As part of a research network of blood centers, we studied all first-time blood donations in 2007 through 2009 from Fundação Pró-Sangue (FPS) in São Paulo State (Southeast), Hemominas, in Minas Gerais State (Southeast) and Hemope in Pernambuco State (Northeast) in Brazil. Serum samples were tested with two EIAs for HTLV-1/2. A validation study using the 2007 samples confirmed good correlation between this strategy and Western Blot; 90% of positive samples were HTLV-1. Prevalence and 95% confidence intervals were calculated, and adjusted odds ratios (aORs) were derived from logistic regression.
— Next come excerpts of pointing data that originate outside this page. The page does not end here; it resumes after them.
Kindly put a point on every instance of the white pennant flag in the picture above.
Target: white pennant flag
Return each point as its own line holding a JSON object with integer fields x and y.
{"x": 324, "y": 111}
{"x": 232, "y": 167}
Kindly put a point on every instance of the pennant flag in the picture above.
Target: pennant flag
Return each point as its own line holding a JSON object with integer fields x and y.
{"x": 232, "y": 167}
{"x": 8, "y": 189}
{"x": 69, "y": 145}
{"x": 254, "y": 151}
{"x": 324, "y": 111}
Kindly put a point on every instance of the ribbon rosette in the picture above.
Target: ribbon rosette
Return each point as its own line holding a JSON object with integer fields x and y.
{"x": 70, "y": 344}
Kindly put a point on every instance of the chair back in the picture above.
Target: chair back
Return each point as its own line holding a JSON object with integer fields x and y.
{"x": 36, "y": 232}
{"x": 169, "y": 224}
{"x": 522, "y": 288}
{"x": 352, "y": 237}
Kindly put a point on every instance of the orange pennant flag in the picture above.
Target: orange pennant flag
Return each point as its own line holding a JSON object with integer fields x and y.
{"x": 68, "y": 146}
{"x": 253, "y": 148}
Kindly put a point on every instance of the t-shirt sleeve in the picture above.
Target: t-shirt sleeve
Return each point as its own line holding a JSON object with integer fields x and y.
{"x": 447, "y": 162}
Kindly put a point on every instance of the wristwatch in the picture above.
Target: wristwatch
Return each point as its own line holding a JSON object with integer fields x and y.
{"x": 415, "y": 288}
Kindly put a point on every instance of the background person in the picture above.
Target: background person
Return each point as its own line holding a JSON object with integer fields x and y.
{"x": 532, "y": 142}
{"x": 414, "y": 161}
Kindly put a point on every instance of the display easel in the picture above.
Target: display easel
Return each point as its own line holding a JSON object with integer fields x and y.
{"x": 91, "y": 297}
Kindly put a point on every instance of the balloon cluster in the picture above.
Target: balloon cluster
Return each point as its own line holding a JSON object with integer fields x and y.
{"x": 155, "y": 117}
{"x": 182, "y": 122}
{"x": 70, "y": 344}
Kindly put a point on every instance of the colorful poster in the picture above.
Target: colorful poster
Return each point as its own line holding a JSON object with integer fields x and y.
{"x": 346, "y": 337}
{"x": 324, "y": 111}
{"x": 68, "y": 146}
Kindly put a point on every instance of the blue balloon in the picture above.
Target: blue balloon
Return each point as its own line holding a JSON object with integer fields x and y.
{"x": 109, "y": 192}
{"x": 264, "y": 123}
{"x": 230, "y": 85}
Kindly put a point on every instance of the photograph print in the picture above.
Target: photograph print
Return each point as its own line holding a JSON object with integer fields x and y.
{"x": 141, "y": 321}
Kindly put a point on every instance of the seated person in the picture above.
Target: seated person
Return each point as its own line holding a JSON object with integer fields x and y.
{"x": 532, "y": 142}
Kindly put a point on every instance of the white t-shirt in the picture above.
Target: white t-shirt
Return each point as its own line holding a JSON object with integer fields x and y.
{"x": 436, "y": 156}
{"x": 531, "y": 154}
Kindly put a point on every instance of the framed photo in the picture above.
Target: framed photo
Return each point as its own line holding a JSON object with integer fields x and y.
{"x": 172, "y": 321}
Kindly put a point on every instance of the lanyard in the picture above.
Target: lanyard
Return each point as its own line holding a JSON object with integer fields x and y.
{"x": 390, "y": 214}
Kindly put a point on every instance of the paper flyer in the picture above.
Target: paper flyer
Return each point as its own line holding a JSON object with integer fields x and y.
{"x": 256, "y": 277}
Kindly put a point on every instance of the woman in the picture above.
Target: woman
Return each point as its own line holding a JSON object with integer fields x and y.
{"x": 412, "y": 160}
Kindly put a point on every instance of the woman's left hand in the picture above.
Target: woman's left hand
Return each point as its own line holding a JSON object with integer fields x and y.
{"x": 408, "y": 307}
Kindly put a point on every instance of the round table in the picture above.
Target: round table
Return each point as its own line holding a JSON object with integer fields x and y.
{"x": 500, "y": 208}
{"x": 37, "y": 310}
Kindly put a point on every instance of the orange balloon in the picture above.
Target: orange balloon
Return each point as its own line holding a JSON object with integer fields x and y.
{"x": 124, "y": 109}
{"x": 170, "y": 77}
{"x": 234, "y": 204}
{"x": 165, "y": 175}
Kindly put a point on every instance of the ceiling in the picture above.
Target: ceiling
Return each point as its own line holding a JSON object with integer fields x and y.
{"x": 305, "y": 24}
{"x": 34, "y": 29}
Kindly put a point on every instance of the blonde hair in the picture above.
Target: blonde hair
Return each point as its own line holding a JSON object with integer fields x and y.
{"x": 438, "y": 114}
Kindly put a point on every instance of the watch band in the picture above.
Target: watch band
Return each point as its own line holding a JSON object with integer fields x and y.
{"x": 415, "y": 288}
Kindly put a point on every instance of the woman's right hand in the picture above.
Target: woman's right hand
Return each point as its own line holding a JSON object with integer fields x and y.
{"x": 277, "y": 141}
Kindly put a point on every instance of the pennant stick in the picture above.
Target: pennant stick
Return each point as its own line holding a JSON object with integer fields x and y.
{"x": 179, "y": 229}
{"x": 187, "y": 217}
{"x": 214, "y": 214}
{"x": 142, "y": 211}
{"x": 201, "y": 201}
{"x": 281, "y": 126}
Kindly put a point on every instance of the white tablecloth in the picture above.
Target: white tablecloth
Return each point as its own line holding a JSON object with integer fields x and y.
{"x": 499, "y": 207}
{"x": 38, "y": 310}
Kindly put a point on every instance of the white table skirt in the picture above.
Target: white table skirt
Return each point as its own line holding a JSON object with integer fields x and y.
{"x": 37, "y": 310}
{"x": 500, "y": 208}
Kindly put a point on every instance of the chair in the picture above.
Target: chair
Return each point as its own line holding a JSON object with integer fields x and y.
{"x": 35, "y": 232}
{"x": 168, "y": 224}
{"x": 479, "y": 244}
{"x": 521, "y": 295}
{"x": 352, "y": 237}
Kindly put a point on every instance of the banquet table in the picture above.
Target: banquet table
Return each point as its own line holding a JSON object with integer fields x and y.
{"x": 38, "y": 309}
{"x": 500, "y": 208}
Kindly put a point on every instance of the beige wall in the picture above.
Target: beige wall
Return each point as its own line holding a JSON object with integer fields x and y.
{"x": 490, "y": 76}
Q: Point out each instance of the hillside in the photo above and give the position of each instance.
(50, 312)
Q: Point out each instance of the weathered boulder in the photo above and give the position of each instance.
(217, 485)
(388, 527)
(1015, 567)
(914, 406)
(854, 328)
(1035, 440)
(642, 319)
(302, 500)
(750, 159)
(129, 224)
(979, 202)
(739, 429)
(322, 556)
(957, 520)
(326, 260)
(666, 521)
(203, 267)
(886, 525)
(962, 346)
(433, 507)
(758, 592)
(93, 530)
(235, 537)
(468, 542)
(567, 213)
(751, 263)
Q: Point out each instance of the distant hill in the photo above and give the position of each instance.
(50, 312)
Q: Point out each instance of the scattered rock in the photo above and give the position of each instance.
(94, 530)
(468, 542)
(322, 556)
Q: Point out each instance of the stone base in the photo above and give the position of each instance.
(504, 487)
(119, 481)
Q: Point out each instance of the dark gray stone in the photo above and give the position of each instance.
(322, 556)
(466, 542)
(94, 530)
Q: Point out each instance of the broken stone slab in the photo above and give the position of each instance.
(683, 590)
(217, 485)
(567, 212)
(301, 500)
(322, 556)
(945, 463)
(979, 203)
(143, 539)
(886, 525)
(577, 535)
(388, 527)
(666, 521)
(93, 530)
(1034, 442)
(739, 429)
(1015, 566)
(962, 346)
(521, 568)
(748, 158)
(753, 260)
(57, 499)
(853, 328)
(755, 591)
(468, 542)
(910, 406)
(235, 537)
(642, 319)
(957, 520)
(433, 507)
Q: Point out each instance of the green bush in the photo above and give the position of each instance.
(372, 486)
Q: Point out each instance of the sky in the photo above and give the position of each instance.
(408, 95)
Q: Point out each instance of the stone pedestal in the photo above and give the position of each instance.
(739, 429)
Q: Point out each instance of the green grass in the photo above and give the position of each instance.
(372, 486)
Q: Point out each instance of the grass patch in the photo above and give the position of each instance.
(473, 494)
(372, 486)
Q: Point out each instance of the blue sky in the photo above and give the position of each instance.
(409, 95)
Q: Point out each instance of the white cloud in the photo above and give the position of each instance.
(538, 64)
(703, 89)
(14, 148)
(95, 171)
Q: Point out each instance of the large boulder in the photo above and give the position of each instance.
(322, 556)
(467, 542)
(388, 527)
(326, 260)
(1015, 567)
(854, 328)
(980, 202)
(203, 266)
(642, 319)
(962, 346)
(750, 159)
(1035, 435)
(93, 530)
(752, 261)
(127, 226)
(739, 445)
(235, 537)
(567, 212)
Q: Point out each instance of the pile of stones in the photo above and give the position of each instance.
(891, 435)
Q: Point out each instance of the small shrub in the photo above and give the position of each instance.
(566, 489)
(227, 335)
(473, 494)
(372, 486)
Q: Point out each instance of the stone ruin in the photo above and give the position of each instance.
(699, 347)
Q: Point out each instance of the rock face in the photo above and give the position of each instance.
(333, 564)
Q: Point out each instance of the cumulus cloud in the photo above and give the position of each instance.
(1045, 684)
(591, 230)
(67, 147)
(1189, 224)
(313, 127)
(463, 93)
From 281,760 first-time donors tested for HTLV, 363 were positive (prevalence 129 per 100,000, 95% CI 116-142 per 100,000) on both EIA’s. Prevalence differed by region, ranging from 79 in Minas Gerais to 101 in São Paulo and 206 per 100,000 in Pernambuco, with little variation over the three years of the study. Prevalence increased with age, rising from 45 (age <20) to 221 per 100,000 (age 50+) in men and from 62 (age <20) to 282 per 100,000 (age 50+) among women. Prevalence was higher among those with black skin color (207 per 100,000) versus mixed (148 per 100,000) or white (76 per 100,000). In the logistic regression model, significant associations were found between higher HTLV-1/2 seropositivity and increasing age (aOR=5.00 for age 50+ vs. <20), female sex (aOR=1.84), black (aOR=2.81 vs. white) and Mixed skin colors (aOR=1.94 vs. White) and inversely with education (aOR=0.51 for college vs. less than high school education). There was no significant association with volunteer vs. replacement donor status.
These results show Brazilian blood donor prevalence of HTLV-1/2 on the order of one per thousand, with regional differences probably due to ethnic origin of the underlying population. Demographic and socioeconomic differences are similar to those previously described, and are probably related to variations in sexual and maternal-child transmission. Blood center networks can provide useful surveillance data to monitor secular and geographic trends in HTLV-1 prevalence.
Anna B F Carneiro-Proietti contributed equally to this work.